Raisons personnelles

Par exemple, deux tiers des migrants rentrés au Sénégal ont avancé des raisons personnelles à leur retour : familiales (34%), professionnelles (15%), fin des études (15%). Une proportion qui est des trois quarts pour les Congolais : 44% sont rentrés pour le travail, 25% à la fin de leurs études et 6% pour la famille. À l’inverse, seuls 11% des Sénégalais et 3% des Congolais sont partis en raison de "problèmes de papiers" et 5% des Sénégalais et 12% des Congolais pour d’autres "difficultés rencontrées en Europe".

Ceux qui disposent de papiers se disent beaucoup plus enclins à rentrer que les migrants irréguliers.

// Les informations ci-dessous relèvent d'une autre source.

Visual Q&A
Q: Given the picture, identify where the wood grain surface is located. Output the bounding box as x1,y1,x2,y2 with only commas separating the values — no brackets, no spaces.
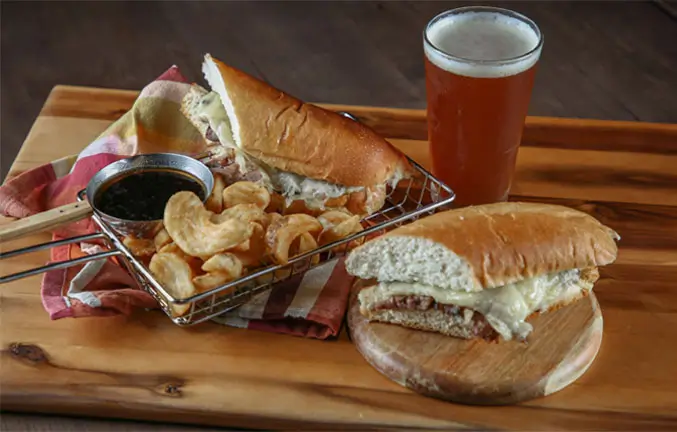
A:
347,280,604,405
0,87,677,430
0,0,677,179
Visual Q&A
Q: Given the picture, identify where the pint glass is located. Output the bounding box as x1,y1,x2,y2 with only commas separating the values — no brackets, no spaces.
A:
423,6,543,206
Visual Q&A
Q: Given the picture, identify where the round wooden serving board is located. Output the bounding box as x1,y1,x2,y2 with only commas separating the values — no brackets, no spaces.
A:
348,281,603,405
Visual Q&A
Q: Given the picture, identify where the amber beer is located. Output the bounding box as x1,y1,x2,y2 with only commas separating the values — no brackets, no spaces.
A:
424,6,543,206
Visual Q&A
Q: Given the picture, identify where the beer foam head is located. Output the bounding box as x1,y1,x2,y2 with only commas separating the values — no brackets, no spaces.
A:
424,9,541,78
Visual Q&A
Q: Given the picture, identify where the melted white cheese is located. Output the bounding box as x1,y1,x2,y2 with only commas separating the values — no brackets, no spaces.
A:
193,91,368,209
359,269,592,340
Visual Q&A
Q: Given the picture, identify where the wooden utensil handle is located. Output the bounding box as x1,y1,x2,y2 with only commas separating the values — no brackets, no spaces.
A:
0,201,92,242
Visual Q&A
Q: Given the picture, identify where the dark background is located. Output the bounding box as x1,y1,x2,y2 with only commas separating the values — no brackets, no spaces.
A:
0,1,677,178
0,1,677,431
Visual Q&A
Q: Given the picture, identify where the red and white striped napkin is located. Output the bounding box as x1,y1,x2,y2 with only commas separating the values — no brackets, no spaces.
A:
0,66,352,339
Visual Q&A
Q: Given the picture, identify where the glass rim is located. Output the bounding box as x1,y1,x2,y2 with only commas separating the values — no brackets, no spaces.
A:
423,6,543,65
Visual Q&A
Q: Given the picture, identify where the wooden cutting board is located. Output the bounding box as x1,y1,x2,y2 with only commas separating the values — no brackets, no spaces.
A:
0,86,677,430
348,280,603,405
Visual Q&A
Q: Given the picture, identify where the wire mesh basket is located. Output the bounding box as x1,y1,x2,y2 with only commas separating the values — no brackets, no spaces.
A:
78,158,454,326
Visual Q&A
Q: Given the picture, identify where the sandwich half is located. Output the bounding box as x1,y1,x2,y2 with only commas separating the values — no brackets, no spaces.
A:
346,203,620,341
181,54,414,215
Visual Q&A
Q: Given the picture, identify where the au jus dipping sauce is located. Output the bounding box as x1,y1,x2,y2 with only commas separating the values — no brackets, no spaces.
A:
94,169,205,221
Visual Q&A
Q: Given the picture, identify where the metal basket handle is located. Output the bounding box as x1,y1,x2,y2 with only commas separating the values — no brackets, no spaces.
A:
0,233,122,284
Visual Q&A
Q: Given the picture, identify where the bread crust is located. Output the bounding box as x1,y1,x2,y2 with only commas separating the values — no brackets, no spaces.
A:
205,54,414,186
352,202,620,289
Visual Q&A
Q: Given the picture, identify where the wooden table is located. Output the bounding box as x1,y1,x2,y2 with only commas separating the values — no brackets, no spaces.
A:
0,86,677,430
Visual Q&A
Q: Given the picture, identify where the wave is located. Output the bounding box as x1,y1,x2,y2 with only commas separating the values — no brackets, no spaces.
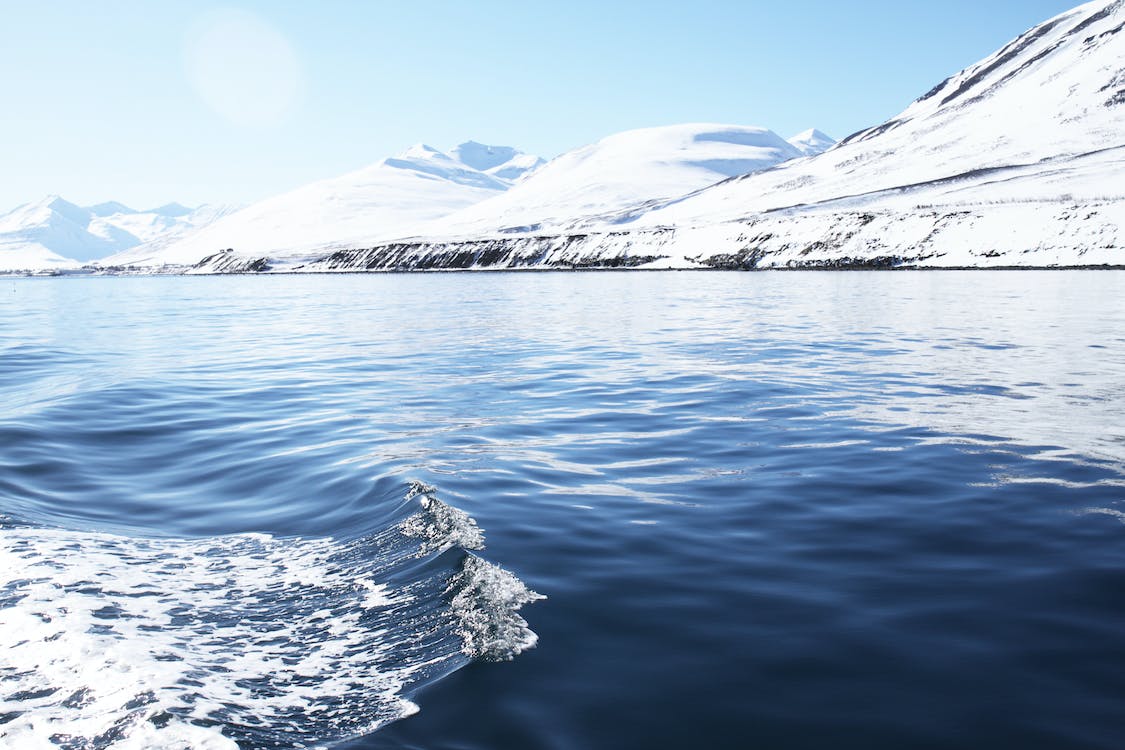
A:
0,484,542,750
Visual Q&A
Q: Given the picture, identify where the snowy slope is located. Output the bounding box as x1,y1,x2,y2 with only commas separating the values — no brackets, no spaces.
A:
110,141,541,265
644,0,1125,225
0,196,224,271
423,124,802,235
290,0,1125,275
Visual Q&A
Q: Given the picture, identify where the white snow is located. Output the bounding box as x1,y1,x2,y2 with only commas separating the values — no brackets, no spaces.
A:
0,196,230,271
419,124,801,236
789,128,836,156
641,0,1125,230
104,142,538,265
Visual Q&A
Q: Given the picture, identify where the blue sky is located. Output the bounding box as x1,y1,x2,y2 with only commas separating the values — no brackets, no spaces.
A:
0,0,1077,211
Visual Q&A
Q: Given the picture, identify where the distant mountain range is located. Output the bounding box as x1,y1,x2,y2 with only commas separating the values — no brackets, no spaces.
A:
0,0,1125,272
0,125,834,270
0,196,234,270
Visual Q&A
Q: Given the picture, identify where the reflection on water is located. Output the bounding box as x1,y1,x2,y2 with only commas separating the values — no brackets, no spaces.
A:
0,272,1125,750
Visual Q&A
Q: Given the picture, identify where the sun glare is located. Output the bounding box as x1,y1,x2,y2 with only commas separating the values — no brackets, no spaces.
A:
185,9,303,127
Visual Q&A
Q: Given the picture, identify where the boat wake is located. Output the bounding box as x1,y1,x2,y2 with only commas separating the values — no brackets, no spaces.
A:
0,485,542,750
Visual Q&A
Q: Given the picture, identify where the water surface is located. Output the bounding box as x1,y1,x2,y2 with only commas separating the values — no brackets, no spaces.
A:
0,272,1125,750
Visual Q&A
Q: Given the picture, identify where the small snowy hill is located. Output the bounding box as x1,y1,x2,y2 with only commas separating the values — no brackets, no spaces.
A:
789,128,836,156
425,124,802,235
110,141,542,265
0,196,228,271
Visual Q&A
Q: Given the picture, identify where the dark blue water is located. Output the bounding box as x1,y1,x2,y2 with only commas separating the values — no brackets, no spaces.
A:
0,272,1125,750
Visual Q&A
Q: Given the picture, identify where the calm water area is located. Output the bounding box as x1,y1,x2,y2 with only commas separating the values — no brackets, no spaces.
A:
0,271,1125,750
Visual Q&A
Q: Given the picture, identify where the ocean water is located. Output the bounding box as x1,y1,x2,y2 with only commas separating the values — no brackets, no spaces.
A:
0,272,1125,750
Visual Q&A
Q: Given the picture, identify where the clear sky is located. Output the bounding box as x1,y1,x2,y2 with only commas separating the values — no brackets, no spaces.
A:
0,0,1078,213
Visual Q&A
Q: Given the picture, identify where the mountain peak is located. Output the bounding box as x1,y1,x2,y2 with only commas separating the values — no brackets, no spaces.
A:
145,201,195,219
449,141,522,172
789,127,836,156
86,200,136,216
392,143,446,159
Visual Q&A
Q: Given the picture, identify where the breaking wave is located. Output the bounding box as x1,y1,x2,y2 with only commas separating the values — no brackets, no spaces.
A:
0,485,542,750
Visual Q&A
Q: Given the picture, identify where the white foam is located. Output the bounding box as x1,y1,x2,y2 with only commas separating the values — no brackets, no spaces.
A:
0,486,543,750
0,528,415,750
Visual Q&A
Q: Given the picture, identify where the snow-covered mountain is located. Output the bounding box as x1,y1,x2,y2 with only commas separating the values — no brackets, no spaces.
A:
422,124,802,235
102,141,542,265
294,0,1125,269
789,128,836,156
0,196,230,271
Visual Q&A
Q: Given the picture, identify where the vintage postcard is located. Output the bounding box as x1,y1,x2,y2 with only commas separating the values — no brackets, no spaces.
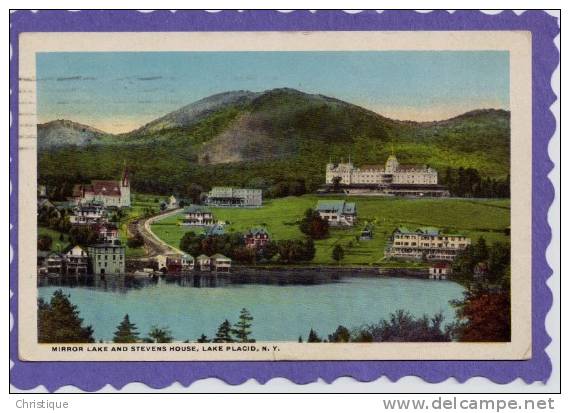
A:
12,12,548,388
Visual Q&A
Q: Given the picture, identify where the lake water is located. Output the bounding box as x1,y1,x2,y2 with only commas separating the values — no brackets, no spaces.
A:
38,275,464,341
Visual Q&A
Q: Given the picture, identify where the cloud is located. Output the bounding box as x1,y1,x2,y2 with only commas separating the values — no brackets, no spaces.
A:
55,75,95,82
136,76,162,81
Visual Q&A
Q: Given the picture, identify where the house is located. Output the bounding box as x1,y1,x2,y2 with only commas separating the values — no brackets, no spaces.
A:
166,195,178,209
210,254,232,272
206,186,263,208
44,252,65,275
93,222,119,244
316,200,356,227
358,225,373,241
244,227,270,249
204,224,226,237
65,245,88,275
69,201,108,225
385,227,471,261
429,262,452,280
70,164,131,208
87,241,125,275
166,255,182,274
473,262,489,278
182,254,194,271
155,255,167,272
37,251,51,275
196,254,211,271
182,205,215,227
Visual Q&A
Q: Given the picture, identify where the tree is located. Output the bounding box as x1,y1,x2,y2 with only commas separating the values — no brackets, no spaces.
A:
332,244,344,263
38,290,95,343
362,310,451,342
144,326,174,343
453,288,511,342
473,237,489,262
329,326,350,343
333,176,342,192
113,314,139,343
307,328,323,343
38,235,53,251
232,308,255,343
214,320,234,343
299,208,329,239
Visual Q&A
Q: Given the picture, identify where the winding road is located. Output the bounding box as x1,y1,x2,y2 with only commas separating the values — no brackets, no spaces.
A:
128,208,183,259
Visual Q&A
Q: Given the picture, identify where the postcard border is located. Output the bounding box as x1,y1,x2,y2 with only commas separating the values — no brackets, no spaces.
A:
10,10,559,391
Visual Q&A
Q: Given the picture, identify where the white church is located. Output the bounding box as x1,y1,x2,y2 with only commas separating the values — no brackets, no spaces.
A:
71,161,131,208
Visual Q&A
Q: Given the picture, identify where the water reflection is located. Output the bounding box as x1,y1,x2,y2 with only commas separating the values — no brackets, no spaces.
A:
38,272,342,293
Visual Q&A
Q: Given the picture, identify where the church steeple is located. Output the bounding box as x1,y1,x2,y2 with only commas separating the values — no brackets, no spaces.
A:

Un constat s’impose donc, qui frise l’évidence. "Les personnes dont la migration a été financièrement et humainement coûteuse sont moins promptes à repartir parce qu’elles ne sont pas prêtes à vivre à nouveau une telle expérience", indiquent les chercheurs. Effectivement, parmi les migrants toujours présents en Europe, ceux qui disposent de papiers se disent beaucoup plus enclins à rentrer que les migrants irréguliers qui "savent qu’ils n’auront pas la possibilité de repartir en cas de difficultés pour se réinsérer", ajoutent-ils.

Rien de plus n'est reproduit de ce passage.